Le proteste in Albania sfociano in antisemitismo: ebrei e israeliani di nuovo nel mirino

di Enrico Cerchione - 9 Giugno 2026 alle 08:21

Nelle strade di Tirana e Valona migliaia di persone scendono in piazza da giorni con fenicotteri gonfiabili rosa, non per folklore. È la “rivoluzione dei fenicotteri”, il nome che i manifestanti hanno dato alla protesta contro il mega-resort di lusso che Jared Kushner, genero di Donald Trump, vuole costruire con la sua società Affinity Partners nell’area protetta di Narta-Zvernec, di fronte all’isola disabitata di Saseno. Quella zona è uno degli ultimi ecosistemi costieri intatti del Mediterraneo e ospita colonie di fenicotteri, foche monache, tartarughe marine e oltre 200 specie di uccelli migratori. Una riforma del 2024 ha reso possibile lo sviluppo turistico anche in aree protette e il governo di Edi Rama ha dato il via libera al progetto da miliardi di dollari, difendendolo come occasione di sviluppo economico.

Le proteste sono nate per ragioni ambientali e di sovranità territoriale, sono spontanee, prevalentemente giovanili, auto-organizzate. Hanno già prodotto scontri con la polizia e momenti di forte tensione. Fin qui, tutto è comprensibile: difendere il proprio patrimonio naturale da un “ecomostro” è un diritto democratico. Ma nei giorni scorsi il movimento si è intrecciato con un altro evento: l’amichevole di calcio Albania-Israele del 3 giugno a Tirana, finita 0-1 per gli ospiti con un gol di Oscar Gloukh. L’incontro si è svolto in uno stadio pesantemente blindato. Alcuni tifosi albanesi hanno fischiato l’inno israeliano. Dopo il gol, Gloukh ha esultato in modo platealmente provocatorio (dito alla bocca verso il pubblico). Ne è nata una rissa in campo, con il difensore albanese Elseid Hysaj protagonista di un clamoroso contatto fisico con il giocatore israeliano. Nel finale sono volati oggetti dagli spalti.

Parte dei manifestanti ha portato bandiere palestinesi. La rabbia per il resort si è mescolata con Gaza e Libano, la moda del momento. Sui social è scattata una vera ovazione per il gesto di Hysaj, condito dai soliti insulti antisemiti a cui siamo abituati da tempo. Lo fanno i giornalisti, gli scrittori, gli invitati esperti in tv, figuriamoci dei tifosi che sono sempre in cerca di epiteti infelici. Perché, per questi analfabeti con tastiera, la squadra di calcio israeliana rappresenta il governo di Israele, il popolo ebraico nel suo complesso e persino Jared Kushner, cittadino americano di origine ebraica che fa i suoi interessi.

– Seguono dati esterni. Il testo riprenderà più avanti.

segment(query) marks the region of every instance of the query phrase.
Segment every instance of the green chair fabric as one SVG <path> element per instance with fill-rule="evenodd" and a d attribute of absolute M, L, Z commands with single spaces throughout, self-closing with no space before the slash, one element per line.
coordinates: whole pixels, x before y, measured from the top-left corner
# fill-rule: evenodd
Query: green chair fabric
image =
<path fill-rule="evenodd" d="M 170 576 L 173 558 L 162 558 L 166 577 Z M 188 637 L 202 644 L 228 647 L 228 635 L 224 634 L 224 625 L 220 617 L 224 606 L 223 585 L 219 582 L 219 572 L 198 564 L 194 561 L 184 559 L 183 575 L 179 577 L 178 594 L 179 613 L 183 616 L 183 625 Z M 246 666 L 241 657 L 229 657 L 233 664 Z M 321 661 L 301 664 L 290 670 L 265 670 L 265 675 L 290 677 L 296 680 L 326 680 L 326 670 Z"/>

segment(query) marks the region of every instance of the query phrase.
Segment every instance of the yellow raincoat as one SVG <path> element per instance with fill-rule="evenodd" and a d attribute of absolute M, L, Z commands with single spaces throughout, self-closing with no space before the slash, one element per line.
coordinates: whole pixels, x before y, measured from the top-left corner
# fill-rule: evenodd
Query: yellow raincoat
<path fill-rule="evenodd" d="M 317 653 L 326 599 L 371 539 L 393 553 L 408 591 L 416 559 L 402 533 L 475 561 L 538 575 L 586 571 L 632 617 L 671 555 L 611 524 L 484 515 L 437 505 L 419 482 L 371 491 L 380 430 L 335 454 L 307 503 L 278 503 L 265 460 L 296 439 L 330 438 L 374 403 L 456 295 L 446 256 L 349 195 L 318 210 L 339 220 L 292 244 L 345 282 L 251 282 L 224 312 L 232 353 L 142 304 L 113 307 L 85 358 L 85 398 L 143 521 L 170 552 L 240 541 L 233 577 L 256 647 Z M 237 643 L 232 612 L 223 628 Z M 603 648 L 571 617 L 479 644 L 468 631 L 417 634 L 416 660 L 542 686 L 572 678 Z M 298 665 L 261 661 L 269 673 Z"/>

Un’associazione automatica con “gli ebrei” come categoria collettiva. Gli ebrei del mondo sono quindici milioni (una vera minoranza) di persone con idee politiche diversissime: ci sono israeliani di destra e di sinistra, ebrei americani, europei, laici, religiosi, critici feroci delle politiche del loro governo. Farne un blocco unico responsabile delle azioni di un esecutivo o di un singolo imprenditore significa resuscitare lo stereotipo della “colpa collettiva”, uno degli ingredienti più pericolosi dell’antisemitismo moderno.

La “rivoluzione dei fenicotteri” nasce da una causa giusta: la difesa di un ecosistema fragile contro un progetto di cementificazione. Se si lascia contaminare da generalizzazioni indebite o da derive antisemite, perde forza morale e politica. L’Albania, Paese candidato all’Unione europea, ha tutto l’interesse a dimostrare che sa gestire le proteste in modo pacifico, tutelare l’ambiente e attrarre investimenti trasparenti e sostenibili, senza cedere né al populismo interno né a vecchi riflessi. Ma la distinzione è netta e va mantenuta con rigore: si può essere fermamente contrari alle scelte di un governo senza odiare un popolo. Si può contestare un progetto immobiliare senza fare di un imprenditore il simbolo di un’intera comunità.

In un Mediterraneo e in un’Europa sempre più attraversati da tensioni identitarie e geopolitiche, episodi come questi sono un test, che da anni ha risultati pessimi. La chiarezza concettuale non è un vezzo intellettuale: è la condizione minima perché una protesta ambientale rimanga tale e non si trasformi in qualcos’altro. I fenicotteri di Narta meritano di essere difesi. Le piazze albanesi meritano ascolto, ma senza macchiarsi del più osceno dei caratteri antisemiti che finiscono per indebolire proprio le cause che si vogliono sostenere.